Thursday 15 March 2012

The final completed film!

So in just over three weeks of working on this late into the night I've finished the entry, before I go into any long explanation and review of the process I'm going to let you watch it, remember to change the quality settings to HD and enjoy.


As I had explained in my early posts this project had been inspired by the works of Damien Hirst, I was keen to produce something creative that was tied into the world of modern art but didn't follow the cliched and overused paintbrush effect.

As a fan of Damien Hirst's work I looked to create a homage to his cow and steers sculpture, for me I envisaged it as a complete campaign of stings that ask the audience is this art? From the several ideas I had for me this was the most striking. At first I didn't think I could do it, not because of a lack of technical skills but because I was afraid it would be seen as copyright infringement. Fortunately I spoke with an art director from sky creative about my ideas and she advised me about changing the animal and including some movement so it becomes a nod to Damien's work rather than a clone.

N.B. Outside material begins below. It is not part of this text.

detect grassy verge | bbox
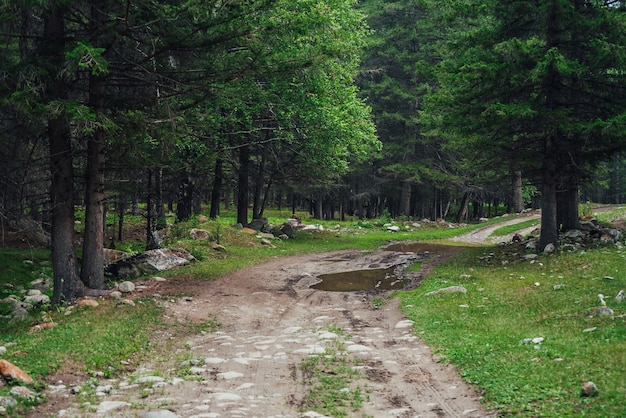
[491,219,541,236]
[400,243,626,417]
[0,212,488,413]
[0,207,626,417]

I started off modelling a zebra which soon became a horse and the reason for this was explained in this post here.  With the horse completed I began experimenting with hair/fur and that is what I spent the remainder of the weeks doing. I tried several plug-ins and found all of them to have their challenges I settled with using Joe Alter's Shave & Haircut but render times were incredibly long. Some of my test shots were displaying artifacts and often maya would crash.  This was all a learning process and with the plug in being so specialized finding sufficient learning  resources online was a challenge. With much experimentation I found the settings that best suited my project and was able to render it all out using various workarounds one of which is explained here

During the course of the project I learned many new techniques fur/hair was just one of them. Until now my use of render layers, passes and motion blur was non-existent and once I had learnt about these features I felt it was necessary to pass them on in some way through the use of technical tutorials and tip posts. I even researched html so that I could add meta tags to my blogs to promote them online. 

While I am very pleased with the result of my work there were compromises I had to make. The third shot although not overly noticeable is actually void of any hair/fur. This isn't because I can't produce the effect, I've proven that with the first two shots, the reason is purely a time one the shots were all ready but with the fur pass taking twenty minutes per frame to render on that shot alone it had to be abandoned. 

My total render time for this project had all ready clocked up 46 hours the additional fur would have added a further 48 hours to that total. I couldn't leave my computer running for 94 hours it would never have coped and to split the render up would have taken up 8 days of my schedule, time I wouldn't have. The lack of fur in the third shot is a shame but it doesn't detract from the look and feel of the sting. I planned it fromt he outset to time well with the music and to hit the competition briefs criteria.

What I've really gained from this project is an effective showreel piece and a variety of transferable CGI skills, and hopefully a place on the contests shortlist.